Unknown Pleasures a connu un succès modeste, se hissant au sommet du classement de la musique indépendante au Royaume-Uni. Joy Division s’attendait alors à gagner considérablement en popularité, ou du moins en visibilité, grâce à une tournée prévue sur le vaste marché américain. Programmée pour mai 1980, cette tournée n’a jamais eu lieu : juste avant le départ du groupe pour l’Angleterre, Ian Curtis a été retrouvé mort par suicide. Âgé de 23 ans, il luttait contre des problèmes de santé mentale, notamment la dépression et des sautes d’humeur, tout en prenant de puissants médicaments sur ordonnance pour traiter son épilepsie.

L’aventure Joy Division s’est achevée avec la disparition de son leader. Un dernier album, Closer, est sorti en juillet 1980, peu après la publication de leur titre phare, Love Will Tear Us Apart. Les membres restants se sont ensuite reformés sous un nouveau nom, New Order, s’orientant vers une musique plus pop et électronique.

Big Star : les pionniers méconnus de la power pop

L’influence de Big Star sur la musique des années 70 est si marquante qu’une reprise de leur chanson In the Street, sortie en 1972, a servi de générique à la célèbre sitcom That ’70s Show. Pourtant, contrairement à ce que laisse entendre la série, très peu d’adolescents de l’époque écoutaient réellement leurs disques.

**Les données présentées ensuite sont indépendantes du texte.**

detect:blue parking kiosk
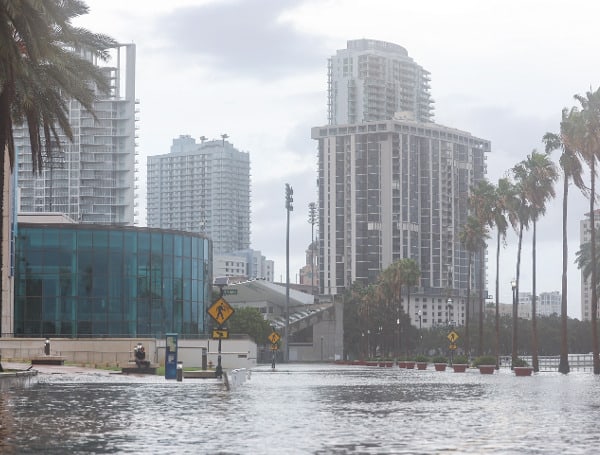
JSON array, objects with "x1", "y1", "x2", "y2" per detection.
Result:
[{"x1": 165, "y1": 333, "x2": 178, "y2": 379}]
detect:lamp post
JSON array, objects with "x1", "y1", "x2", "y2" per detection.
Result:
[
  {"x1": 284, "y1": 184, "x2": 293, "y2": 362},
  {"x1": 396, "y1": 317, "x2": 400, "y2": 359},
  {"x1": 446, "y1": 298, "x2": 453, "y2": 326},
  {"x1": 511, "y1": 278, "x2": 517, "y2": 368},
  {"x1": 308, "y1": 202, "x2": 317, "y2": 296},
  {"x1": 418, "y1": 310, "x2": 422, "y2": 354}
]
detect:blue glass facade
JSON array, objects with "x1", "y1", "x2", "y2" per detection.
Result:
[{"x1": 14, "y1": 224, "x2": 212, "y2": 338}]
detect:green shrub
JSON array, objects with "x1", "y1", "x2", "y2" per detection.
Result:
[
  {"x1": 414, "y1": 355, "x2": 429, "y2": 363},
  {"x1": 473, "y1": 355, "x2": 497, "y2": 367},
  {"x1": 512, "y1": 357, "x2": 529, "y2": 367},
  {"x1": 452, "y1": 355, "x2": 469, "y2": 364},
  {"x1": 432, "y1": 355, "x2": 447, "y2": 364}
]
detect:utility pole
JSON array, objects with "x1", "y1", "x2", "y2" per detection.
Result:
[
  {"x1": 285, "y1": 183, "x2": 293, "y2": 362},
  {"x1": 308, "y1": 202, "x2": 317, "y2": 296}
]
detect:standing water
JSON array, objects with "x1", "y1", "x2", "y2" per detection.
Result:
[{"x1": 1, "y1": 363, "x2": 600, "y2": 454}]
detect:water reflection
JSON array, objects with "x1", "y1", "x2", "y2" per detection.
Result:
[{"x1": 1, "y1": 364, "x2": 600, "y2": 453}]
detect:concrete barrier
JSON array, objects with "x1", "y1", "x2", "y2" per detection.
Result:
[
  {"x1": 0, "y1": 370, "x2": 38, "y2": 392},
  {"x1": 223, "y1": 368, "x2": 250, "y2": 391}
]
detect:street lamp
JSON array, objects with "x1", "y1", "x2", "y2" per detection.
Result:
[
  {"x1": 446, "y1": 298, "x2": 453, "y2": 326},
  {"x1": 511, "y1": 278, "x2": 517, "y2": 368},
  {"x1": 418, "y1": 310, "x2": 422, "y2": 353},
  {"x1": 284, "y1": 184, "x2": 293, "y2": 362}
]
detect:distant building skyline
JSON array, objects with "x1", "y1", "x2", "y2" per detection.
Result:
[
  {"x1": 580, "y1": 211, "x2": 600, "y2": 321},
  {"x1": 14, "y1": 44, "x2": 138, "y2": 225},
  {"x1": 328, "y1": 39, "x2": 434, "y2": 125},
  {"x1": 147, "y1": 135, "x2": 251, "y2": 255}
]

Ce groupe originaire de Memphis, codirigé par l’auteur-compositeur-interprète Chris Bell et l’ancienne jeune vedette Alex Chilton, a enregistré trois albums au cours de la décennie, tous victimes de problèmes de distribution et d’une mauvaise gestion de leur label.

Le premier opus, #1 Record, a été salué par la presse en 1972. Bien qu’il se soit mal vendu, il a contribué à inventer la power pop, un sous-genre du rock caractérisé par un son puissant, des refrains accrocheurs, des codes empruntés au hard-rock et des guitares résonnantes. Frustré, Chris Bell a quitté Big Star en 1972, suivi par le bassiste Andy Hummel après la sortie de Radio City en 1974. Alex Chilton et le batteur Jody Stephens se sont alors retrouvés seuls pour enregistrer un album que le label Stax a finalement décidé de ne pas publier.

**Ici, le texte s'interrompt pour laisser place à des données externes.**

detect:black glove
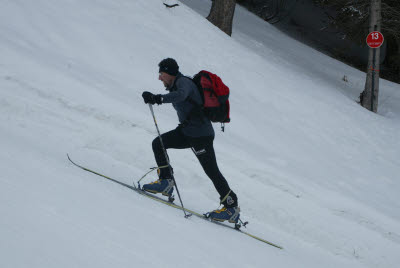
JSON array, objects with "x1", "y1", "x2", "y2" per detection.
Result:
[{"x1": 142, "y1": 91, "x2": 162, "y2": 105}]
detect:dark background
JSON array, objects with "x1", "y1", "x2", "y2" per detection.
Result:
[{"x1": 237, "y1": 0, "x2": 398, "y2": 83}]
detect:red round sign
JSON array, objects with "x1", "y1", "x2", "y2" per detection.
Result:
[{"x1": 366, "y1": 31, "x2": 384, "y2": 48}]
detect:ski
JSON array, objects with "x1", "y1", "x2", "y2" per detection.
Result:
[{"x1": 67, "y1": 154, "x2": 283, "y2": 249}]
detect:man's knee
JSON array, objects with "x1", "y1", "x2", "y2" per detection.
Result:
[{"x1": 152, "y1": 137, "x2": 161, "y2": 151}]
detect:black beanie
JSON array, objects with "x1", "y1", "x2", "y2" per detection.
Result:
[{"x1": 158, "y1": 58, "x2": 179, "y2": 76}]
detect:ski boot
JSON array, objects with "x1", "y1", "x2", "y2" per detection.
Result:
[
  {"x1": 205, "y1": 190, "x2": 243, "y2": 227},
  {"x1": 142, "y1": 178, "x2": 174, "y2": 199},
  {"x1": 207, "y1": 206, "x2": 241, "y2": 224}
]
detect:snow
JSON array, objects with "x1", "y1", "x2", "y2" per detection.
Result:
[{"x1": 1, "y1": 0, "x2": 400, "y2": 267}]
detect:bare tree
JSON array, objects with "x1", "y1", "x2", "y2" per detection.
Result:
[
  {"x1": 360, "y1": 0, "x2": 382, "y2": 113},
  {"x1": 207, "y1": 0, "x2": 237, "y2": 36}
]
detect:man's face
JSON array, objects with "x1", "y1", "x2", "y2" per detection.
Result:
[{"x1": 159, "y1": 72, "x2": 175, "y2": 88}]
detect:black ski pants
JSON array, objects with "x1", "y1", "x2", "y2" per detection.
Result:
[{"x1": 152, "y1": 126, "x2": 235, "y2": 203}]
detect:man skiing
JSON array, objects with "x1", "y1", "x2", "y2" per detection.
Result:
[{"x1": 141, "y1": 58, "x2": 240, "y2": 223}]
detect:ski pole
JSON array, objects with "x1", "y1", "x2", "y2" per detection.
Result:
[{"x1": 148, "y1": 104, "x2": 191, "y2": 218}]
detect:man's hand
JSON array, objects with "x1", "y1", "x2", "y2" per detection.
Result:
[{"x1": 142, "y1": 91, "x2": 162, "y2": 105}]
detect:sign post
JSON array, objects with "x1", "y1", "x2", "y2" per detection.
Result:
[{"x1": 363, "y1": 30, "x2": 384, "y2": 112}]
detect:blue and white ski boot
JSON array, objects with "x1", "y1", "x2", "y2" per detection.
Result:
[
  {"x1": 207, "y1": 206, "x2": 241, "y2": 224},
  {"x1": 142, "y1": 178, "x2": 174, "y2": 197}
]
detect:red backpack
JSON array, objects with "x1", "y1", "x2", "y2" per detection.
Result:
[{"x1": 192, "y1": 71, "x2": 230, "y2": 130}]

Ce disque, Third/Sister Lovers, n’a vu le jour qu’en 1978, bien après la séparation de Big Star. Cependant, ceux qui ont réussi à écouter leurs albums ont souvent formé à leur tour des groupes intégrant les leçons musicales héritées de la formation de Memphis. Des membres de R.E.M. et des Bangles se revendiquent comme des fans absolus, tandis que les Replacements ont poussé l’admiration jusqu’à enregistrer une chanson hommage sobrement intitulée Alex Chilton.

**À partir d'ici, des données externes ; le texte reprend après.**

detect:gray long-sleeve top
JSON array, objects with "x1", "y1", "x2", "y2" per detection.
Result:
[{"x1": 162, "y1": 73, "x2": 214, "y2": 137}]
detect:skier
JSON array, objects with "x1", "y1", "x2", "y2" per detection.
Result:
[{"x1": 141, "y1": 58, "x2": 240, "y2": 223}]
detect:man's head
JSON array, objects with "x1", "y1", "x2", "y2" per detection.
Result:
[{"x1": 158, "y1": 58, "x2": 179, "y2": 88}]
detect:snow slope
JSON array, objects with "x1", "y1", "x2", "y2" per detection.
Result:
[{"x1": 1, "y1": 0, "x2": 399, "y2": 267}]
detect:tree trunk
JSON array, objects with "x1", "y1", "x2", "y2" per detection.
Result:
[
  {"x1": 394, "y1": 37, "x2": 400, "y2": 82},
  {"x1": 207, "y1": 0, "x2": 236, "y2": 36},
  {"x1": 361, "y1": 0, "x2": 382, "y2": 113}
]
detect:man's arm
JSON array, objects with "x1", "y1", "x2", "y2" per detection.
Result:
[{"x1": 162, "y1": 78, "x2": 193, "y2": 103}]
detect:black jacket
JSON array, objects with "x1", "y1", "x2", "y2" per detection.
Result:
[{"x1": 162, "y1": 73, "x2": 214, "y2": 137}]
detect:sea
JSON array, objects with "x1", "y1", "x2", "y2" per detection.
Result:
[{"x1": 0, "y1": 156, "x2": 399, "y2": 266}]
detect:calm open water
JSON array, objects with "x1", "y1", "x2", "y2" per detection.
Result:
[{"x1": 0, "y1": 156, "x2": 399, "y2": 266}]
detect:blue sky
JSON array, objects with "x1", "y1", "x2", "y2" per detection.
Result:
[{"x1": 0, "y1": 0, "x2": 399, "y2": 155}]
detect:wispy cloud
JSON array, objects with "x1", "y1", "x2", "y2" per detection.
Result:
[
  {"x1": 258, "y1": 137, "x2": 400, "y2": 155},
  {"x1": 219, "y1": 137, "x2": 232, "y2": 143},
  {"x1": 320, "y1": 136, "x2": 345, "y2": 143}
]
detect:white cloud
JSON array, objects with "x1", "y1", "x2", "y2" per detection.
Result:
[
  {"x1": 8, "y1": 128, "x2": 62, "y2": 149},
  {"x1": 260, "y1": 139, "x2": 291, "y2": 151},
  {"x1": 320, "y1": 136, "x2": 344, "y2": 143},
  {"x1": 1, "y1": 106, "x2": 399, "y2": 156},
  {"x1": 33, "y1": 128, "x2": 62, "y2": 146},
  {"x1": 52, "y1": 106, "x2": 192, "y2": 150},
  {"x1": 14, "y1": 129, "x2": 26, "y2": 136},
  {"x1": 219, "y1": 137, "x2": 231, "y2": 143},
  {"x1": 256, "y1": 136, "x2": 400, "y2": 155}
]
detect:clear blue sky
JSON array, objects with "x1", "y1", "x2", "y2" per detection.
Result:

Derek and the Dominos : l’implosion avant la consécration de Layla

Même les amateurs occasionnels de rock connaissent le titre Layla. En 1970, un groupe répondant au nom de Derek and the Dominos a sorti ce qui s’avérera être son unique album studio, Layla and Other Assorted Love Songs. Outre le classique Bell Bottom Blues, toujours très diffusé à la radio, le disque a engendré le célèbre single Layla. Cette épopée musicale est finalement devenue l’une des œuvres les plus acclamées des années 70, régulièrement citée dans les palmarès et utilisée des dizaines de fois au cinéma et à la télévision.

La première partie de la chanson raconte une histoire de colère et de frustration liée à un amour non partagé, portée par les prouesses à la guitare du virtuose Eric Clapton. La seconde partie, créditée au batteur Jim Gordon, offre un morceau instrumental au piano, doux et introspectif. Pourtant, ni Bell Bottom Blues ni Layla n’ont atteint le Top 40 américain à leur sortie. Le projet a fini par s’effondrer de l’intérieur.

Lors de l’enregistrement de ce qui aurait dû être leur deuxième album, Jim Gordon a passé cinq heures à accorder sa batterie, s’attirant les foudres d’un Eric Clapton déjà passablement agacé, surtout lorsque le batteur a proposé d’accorder la guitare de ce dernier. Furieux, Eric Clapton a quitté le studio en trombe, jurant de ne plus jamais jouer avec Jim Gordon. Peu de temps après, le décès du membre Duane Allman en octobre 1971 a définitivement enterré tout espoir de reformation. Ce n’est qu’après la dissolution du groupe que Layla a entamé une nouvelle ascension dans le Hot 100, atteignant la 12e place, rencontrant enfin un public massif et recevant les louanges qu’elle méritait.